I tried aluminum foil - its a bit thin to show up.  On some wood parings you can just see it, but on others it disappears.  Something a little thicker I think woul dbe better.  I havent tried it yet, but some have used soda cans for aluminium - be sure to sand off the coating.


----------



## Geophyrd (Sep 29, 2010)

soligen said:


> I tried aluminum foil - its a bit thin to show up. On some wood parings you can just see it, but on others it disappears. Something a little thicker I think woul dbe better. I havent tried it yet, but some have used soda cans for aluminium - be sure to sand off the coating.


 

Soligen,  I did the soda can thing.  I used some fairly transluscent acrylic but didn't sand off all the patterning from the can and it still didn't show up.

What did happen though was that the blanks kept breaking when I drilled them.  I think that on longer blanks when drilling, you can get some pretty strong tidal stresses going on.  It happened 3/3 times.  I simply drilled the parts, inserted the pen tubes and glued them together around the tube.  They turned beautifully and I had no problem.  Thanks for the suggestion!


----------



## ed4copies (Sep 29, 2010)

Geophyrd said:


> soligen said:
> 
> 
> > I tried aluminum foil - its a bit thin to show up. On some wood parings you can just see it, but on others it disappears. Something a little thicker I think woul dbe better. I havent tried it yet, but some have used soda cans for aluminium - be sure to sand off the coating.
> ...



You were using the wrong adhesive--this has been done successfully.


----------



## gr8danish (Sep 29, 2010)

+1 ... Try using a good quality epoxy, and make sure to scuff the metal really well so that the glue has something to bond to. I mix wood, plastic and metals together all the time.


----------



## hewunch (Sep 29, 2010)

I use Thick CA for nearly all my segments. Drilling, I drill slow, easy and with a twist bit. I have seen bradpoints blow more blanks than I care to admit.


----------



## Geophyrd (Sep 30, 2010)

Interesting...I've been using thick CA for my blank making.  Will try with epoxy...


----------



## ed4copies (Sep 30, 2010)

Turning blanks with metal imbedded CAN be an art, more than a science.

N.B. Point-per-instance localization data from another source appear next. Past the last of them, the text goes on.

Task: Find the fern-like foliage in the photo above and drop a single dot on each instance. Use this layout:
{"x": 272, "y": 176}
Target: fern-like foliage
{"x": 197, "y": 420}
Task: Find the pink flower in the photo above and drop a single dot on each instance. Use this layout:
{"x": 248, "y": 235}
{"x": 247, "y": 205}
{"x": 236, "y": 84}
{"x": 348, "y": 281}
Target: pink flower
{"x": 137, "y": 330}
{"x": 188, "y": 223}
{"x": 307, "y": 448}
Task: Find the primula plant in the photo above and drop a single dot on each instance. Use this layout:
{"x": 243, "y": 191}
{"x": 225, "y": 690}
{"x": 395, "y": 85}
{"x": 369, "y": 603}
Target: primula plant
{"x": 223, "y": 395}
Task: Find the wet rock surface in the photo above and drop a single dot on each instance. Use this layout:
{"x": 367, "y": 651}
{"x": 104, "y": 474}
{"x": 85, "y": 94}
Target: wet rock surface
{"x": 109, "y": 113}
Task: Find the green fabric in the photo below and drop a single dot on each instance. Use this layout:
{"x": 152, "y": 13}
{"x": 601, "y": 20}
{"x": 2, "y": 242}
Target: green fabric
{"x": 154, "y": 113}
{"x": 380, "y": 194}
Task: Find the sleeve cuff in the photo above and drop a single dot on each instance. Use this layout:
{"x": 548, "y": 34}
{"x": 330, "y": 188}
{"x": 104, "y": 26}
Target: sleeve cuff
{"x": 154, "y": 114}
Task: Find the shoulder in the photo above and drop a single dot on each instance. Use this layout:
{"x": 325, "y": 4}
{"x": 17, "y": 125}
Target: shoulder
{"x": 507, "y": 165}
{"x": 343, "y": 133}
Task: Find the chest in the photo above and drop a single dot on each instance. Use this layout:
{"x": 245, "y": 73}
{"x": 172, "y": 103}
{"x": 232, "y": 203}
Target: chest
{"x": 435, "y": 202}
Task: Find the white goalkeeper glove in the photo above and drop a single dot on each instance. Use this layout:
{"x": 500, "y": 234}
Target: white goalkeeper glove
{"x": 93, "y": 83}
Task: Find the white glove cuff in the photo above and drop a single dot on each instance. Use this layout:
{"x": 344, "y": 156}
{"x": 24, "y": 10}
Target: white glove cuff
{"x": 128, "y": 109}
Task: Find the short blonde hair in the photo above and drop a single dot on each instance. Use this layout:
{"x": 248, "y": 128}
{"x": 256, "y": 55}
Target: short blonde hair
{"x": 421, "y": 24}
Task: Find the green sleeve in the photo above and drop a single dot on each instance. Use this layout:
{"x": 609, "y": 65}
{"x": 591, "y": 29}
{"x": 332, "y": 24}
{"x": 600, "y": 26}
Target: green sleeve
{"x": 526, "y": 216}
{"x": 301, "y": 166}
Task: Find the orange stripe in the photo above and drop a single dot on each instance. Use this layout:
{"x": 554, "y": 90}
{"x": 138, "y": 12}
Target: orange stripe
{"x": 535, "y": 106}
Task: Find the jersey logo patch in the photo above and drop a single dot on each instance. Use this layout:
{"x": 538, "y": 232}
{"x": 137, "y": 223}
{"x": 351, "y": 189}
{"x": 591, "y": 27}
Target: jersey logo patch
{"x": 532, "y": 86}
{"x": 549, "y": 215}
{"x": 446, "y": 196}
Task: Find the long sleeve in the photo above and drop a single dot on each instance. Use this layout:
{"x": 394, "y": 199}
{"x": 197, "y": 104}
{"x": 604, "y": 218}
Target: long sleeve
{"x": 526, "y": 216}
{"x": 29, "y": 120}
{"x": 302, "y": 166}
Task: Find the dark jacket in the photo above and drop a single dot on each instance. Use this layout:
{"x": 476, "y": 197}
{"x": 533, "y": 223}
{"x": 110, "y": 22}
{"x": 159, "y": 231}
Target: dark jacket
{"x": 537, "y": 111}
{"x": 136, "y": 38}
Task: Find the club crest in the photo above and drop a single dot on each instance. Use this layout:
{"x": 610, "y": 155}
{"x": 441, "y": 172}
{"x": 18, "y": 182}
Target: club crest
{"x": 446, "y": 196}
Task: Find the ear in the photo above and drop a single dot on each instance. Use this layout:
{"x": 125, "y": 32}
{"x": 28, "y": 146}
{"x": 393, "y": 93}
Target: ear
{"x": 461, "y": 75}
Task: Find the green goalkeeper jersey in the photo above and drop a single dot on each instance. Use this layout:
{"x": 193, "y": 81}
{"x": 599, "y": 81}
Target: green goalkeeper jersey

I was fortunate enough to turn some of Eagle's metal blanks (against my better judgement--I was afraid I would blow them up).  The technique involved stopping regularly and reinforcing the blank with thin CA "dowsing".

So, you MAY have the right idea for MAKING the blank, just not enough patience in the turning.  I also had several "tricks" to turning those blanks, but why bore you with  all that history.

PM me if you want more specifics.


----------